BDE^mgSt            

Black Pugs carry either AA for pure black (AA BB CC DD E^mE^m gg SS tt) or Aa^y for the hybrid blacks
(Aa^y BB CC DD E^mE^m gg SS tt), and have at least one C Gene.
It is suspected that the apricot fawns carry a^ya^y with the C Gene. The true silver colour is a^ya^y with probably the c^ch Allele instead of the C (a^ya^y BB c^chc^ch DD E^mE^m gg SS tt) so it is easy to see how difficult it would be to have a true silver, as the c^ch Gene is very difficult to find in Pugs at all, let alone to find two and mate them. White spots on Pugs (fawns also have white spots) are the result of the dog carrying one of the s modifying Genes, rather than the S Gene.

Now let's look at the other most commonly mistaken Pug colour, the brindle colour, and see how it cannot occur in a pure bred Pug. First, the working of the a^ya^y Gene produces the red, tan or fawn coat (as in this case). The E^m is dominant to the plain E and plain e as well. That means that dogs which carry E^mE^m, E^mE, and E^me, will all appear to be the same: fawn with a black mask. Only by having breeding records of the parents and their offspring could you determine which specific Gene a specific dog carries. 

The Allele A for black coat, coupled with the brindle Gene e^br will produce black solid dogs, since A conceals the brindle Gene. The brindle Gene, e^br when found in conjunction with an E^m will ALWAYS show up as a dog with brindle markings and a black mask. The combinations of  Ee^br or e^bre^br will produce the brindle without a black mask, or brindle all over. But ANYTIME the e^br Gene is present - even if there is just one solitary Gene - the dog will have a visible brindle coat colour. That means you cannot have a recessive brindle, you cannot have a 'hidden' brindle Gene - unless it is in a solid black dog that masks the Gene. But any dog with a brindle Gene that is not black will show the brindle colouration.
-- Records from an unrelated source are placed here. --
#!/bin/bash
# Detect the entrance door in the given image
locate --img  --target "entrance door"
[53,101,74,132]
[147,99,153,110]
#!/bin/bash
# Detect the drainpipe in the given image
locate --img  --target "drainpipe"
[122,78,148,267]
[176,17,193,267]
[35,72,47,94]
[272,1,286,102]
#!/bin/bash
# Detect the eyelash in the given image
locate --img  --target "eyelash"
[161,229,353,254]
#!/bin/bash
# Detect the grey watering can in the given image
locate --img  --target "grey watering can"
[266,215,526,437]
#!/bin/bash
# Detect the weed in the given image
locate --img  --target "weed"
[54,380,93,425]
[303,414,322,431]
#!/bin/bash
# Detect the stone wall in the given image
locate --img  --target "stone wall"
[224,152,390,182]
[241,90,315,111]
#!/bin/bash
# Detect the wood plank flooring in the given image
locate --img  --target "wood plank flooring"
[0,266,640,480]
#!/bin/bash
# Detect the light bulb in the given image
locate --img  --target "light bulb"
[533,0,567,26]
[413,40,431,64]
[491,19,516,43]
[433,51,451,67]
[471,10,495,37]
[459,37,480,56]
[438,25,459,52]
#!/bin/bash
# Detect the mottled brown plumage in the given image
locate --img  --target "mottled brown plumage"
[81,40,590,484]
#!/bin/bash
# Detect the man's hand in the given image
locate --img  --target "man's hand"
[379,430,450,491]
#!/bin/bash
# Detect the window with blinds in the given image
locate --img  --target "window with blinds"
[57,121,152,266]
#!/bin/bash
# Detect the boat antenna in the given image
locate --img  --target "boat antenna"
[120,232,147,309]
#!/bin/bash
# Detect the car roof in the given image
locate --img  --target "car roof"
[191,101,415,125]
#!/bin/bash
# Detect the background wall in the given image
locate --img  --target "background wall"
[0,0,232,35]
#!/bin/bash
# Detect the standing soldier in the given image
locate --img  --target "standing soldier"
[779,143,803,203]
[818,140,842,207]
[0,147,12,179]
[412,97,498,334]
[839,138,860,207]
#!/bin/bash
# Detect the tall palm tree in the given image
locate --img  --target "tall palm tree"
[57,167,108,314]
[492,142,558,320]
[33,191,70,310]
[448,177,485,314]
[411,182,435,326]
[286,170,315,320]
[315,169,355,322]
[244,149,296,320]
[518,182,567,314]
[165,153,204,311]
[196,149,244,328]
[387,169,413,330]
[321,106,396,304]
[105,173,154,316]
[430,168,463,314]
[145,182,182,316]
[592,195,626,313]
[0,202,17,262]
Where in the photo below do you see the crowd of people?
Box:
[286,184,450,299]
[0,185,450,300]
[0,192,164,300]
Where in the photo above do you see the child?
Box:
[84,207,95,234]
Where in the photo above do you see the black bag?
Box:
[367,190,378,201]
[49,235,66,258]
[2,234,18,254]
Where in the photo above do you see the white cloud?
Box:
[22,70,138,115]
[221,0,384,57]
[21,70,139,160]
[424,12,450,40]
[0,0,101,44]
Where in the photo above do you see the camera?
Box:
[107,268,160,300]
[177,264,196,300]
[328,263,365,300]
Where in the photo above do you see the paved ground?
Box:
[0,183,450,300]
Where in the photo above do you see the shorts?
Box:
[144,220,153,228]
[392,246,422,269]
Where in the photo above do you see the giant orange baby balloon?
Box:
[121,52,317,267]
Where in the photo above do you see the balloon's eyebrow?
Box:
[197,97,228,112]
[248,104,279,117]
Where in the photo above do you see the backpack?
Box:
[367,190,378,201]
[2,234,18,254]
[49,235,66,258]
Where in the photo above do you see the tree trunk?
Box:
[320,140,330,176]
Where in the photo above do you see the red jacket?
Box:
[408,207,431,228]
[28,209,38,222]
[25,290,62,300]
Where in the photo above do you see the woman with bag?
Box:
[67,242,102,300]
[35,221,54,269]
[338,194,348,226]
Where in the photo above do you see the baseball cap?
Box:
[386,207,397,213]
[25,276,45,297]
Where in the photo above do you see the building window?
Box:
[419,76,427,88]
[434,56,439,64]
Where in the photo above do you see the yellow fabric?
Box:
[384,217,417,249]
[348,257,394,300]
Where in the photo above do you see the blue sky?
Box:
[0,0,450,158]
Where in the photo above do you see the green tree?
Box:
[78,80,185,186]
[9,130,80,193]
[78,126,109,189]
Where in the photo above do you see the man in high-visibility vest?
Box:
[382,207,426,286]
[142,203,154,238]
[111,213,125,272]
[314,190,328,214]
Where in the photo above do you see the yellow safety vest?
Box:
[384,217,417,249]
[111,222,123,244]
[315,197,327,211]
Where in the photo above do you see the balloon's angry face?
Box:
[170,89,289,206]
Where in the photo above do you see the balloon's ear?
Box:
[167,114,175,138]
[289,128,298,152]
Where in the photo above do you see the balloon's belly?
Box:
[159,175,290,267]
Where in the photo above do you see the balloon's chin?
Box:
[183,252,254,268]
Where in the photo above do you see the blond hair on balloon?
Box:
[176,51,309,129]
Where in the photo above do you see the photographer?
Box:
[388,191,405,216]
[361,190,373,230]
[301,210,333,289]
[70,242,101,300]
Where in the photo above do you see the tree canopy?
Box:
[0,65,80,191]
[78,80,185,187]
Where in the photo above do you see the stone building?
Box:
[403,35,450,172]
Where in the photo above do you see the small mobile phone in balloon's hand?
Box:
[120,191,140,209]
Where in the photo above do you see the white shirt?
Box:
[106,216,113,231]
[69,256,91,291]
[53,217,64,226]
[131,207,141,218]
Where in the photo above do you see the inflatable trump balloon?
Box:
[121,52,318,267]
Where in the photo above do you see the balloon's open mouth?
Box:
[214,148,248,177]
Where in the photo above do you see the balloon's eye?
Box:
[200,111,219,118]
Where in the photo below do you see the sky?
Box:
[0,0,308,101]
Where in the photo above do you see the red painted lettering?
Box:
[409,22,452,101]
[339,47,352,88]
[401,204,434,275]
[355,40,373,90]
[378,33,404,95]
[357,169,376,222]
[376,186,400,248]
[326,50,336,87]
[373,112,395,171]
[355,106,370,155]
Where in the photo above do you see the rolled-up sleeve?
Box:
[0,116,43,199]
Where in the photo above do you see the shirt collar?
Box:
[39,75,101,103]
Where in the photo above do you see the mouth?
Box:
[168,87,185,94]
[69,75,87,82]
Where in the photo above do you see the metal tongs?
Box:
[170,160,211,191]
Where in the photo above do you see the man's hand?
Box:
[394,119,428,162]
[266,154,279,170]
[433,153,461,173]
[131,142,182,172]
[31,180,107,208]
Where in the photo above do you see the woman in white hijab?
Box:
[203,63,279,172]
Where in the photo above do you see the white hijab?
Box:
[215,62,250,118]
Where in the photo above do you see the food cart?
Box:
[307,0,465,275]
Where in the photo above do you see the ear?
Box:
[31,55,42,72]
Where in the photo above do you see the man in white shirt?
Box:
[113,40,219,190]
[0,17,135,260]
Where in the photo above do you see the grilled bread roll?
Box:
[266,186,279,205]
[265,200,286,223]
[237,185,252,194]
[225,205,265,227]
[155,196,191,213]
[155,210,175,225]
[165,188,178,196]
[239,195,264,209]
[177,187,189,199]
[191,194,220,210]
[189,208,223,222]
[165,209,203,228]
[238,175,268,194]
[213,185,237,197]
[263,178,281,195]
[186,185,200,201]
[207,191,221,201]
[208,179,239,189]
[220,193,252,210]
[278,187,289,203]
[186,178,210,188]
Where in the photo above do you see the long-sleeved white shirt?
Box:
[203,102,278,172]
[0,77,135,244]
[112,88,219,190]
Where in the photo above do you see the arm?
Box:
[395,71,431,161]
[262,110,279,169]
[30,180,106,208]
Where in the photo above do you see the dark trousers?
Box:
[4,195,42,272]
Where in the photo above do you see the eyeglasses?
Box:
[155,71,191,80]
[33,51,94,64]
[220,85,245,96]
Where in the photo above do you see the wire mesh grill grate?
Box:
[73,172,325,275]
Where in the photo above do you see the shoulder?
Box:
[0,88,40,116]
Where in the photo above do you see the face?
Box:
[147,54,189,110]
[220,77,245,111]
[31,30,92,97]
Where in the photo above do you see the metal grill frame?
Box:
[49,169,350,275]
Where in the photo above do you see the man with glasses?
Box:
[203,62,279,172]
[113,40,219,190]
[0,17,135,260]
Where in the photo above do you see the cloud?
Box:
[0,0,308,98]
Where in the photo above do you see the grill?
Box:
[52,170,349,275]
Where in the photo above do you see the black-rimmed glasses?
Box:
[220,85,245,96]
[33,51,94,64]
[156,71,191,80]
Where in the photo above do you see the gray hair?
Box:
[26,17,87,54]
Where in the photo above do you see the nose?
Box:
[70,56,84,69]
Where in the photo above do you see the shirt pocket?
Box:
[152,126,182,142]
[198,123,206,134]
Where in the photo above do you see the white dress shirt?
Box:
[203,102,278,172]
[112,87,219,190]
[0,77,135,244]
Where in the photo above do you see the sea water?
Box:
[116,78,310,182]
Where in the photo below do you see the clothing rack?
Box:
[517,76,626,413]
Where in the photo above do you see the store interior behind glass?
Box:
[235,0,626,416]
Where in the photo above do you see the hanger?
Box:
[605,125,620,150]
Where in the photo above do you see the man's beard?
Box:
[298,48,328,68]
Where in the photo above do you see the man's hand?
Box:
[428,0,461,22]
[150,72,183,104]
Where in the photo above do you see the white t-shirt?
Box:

So when someone tells you that they bred a fawn sire to a fawn dam and got a brindle puppy..... it physically cannot happen genetically. Some other dog which DOES carry the brindle Gene MUST have been the sire if the dam is a fawn Pug.

Pugs have carried the E^m Gene for well over 100 years (that is, every dog has E^mE^m) and this was demonstrated during test breedings back in the 1940s under controlled scientific condition.

So dogs with the brindle Gene today must have been introduced from another breed carrying the e^br Gene,
making it a cross-bred dog.

THAT'S IT !!

If you have gotten this far and read the entire thing, either you understand how your darling little Pug gets it's colours and appearance, or you are completely mind blown and totally lost.

Either way, we hope you have enjoyed reading about the genetics of Pugs.